By Kirsty Needham
SYDNEY (Reuters) – Australia and the United States will announce plans to cooperate on critical minerals and bolster Pacific Islands infrastructure when Prime Minister Anthony Albanese visits Washington this week, a senior Biden administration official said.
Albanese’s White House schedule begins Tuesday, Washington time, and is focused on broadening Australia’s security alliance with the United States into an economic and technology partnership, Albanese told reporters in Washington on Monday.
The two leaders will flesh out details of further cyber security cooperation, in addition to a $5 billion Microsoft investment in Australia, the Biden administration official said.
Several announcements, including the infrastructure project, will showcase U.S.-Australia cooperation in the Pacific.
“This is an absolute imperative for both of these leaders … that we do stay deeply focused on the Pacific Islands,” the official, Mira Rapp-Hooper, special assistant to the president and senior director for East Asia and Oceania on the National Security Council, told Reuters.
“The prime minister’s visit this week is an important reminder that our president, our commander-in-chief, is very much able to keep his steady gaze on the Indo-Pacific and our long-term interest there as he manages the crisis at hand,” she added, referring to the world’s focus on the Middle East.
A critical minerals task force to boost private investment in Australia’s rare earths industry and reduce global reliance on China will be the centrepiece of Albanese’s schedule, with Australia committing another A$2 billion ($1.27 billion) in financing to “de-risk” private sector involvement.

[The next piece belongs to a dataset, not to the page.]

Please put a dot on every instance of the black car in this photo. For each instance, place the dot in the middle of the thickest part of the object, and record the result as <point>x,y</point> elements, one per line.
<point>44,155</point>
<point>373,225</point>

Albanese said on Tuesday Australia would “help to build supply chains with the United States and support our shared clean energy, manufacturing and defence ambitions”.
“We’re in a strong position, as the world’s largest supplier of lithium, for example, a significant supply of cobalt, vanadium, copper, nickel. The minerals that will power the globe in the 21st century are things that Australia has significant amounts of,” he earlier told reporters in Washington.
No announcements on critical minerals agreements with the U.S. Department of Defense are expected this week. Australian analysts have said that the U.S. auto and defence sectors are large buyers of rare earths and that a long-term sales contract could reduce investor risk in developing Australian processing.
Albanese will visit China, Australia’s largest trade partner and biggest buyer of its iron ore, on Nov. 4.
Washington this year signed a defence cooperation agreement with Papua New Guinea, north of Australia, and opened USAID offices in the region after China struck a security pact with the Solomon Islands.
Albanese and Biden will also discuss the South China Sea, where tensions between China and the Philippines are rising.
He said he would meet with U.S. lawmakers every day he is in Washington to highlight the need for the AUKUS defence technology partnership with the United States and Britain. The partnership aims to sell Australia nuclear-powered submarines and build a new class of submarine in Australia by 2040.
The pact faces hurdles in the U.S. Congress, and from U.S. export controls that could slow its implementation. On Friday, the Biden administration submitted a supplementary budget request to Congress that includes measures to support U.S. commitments under AUKUS.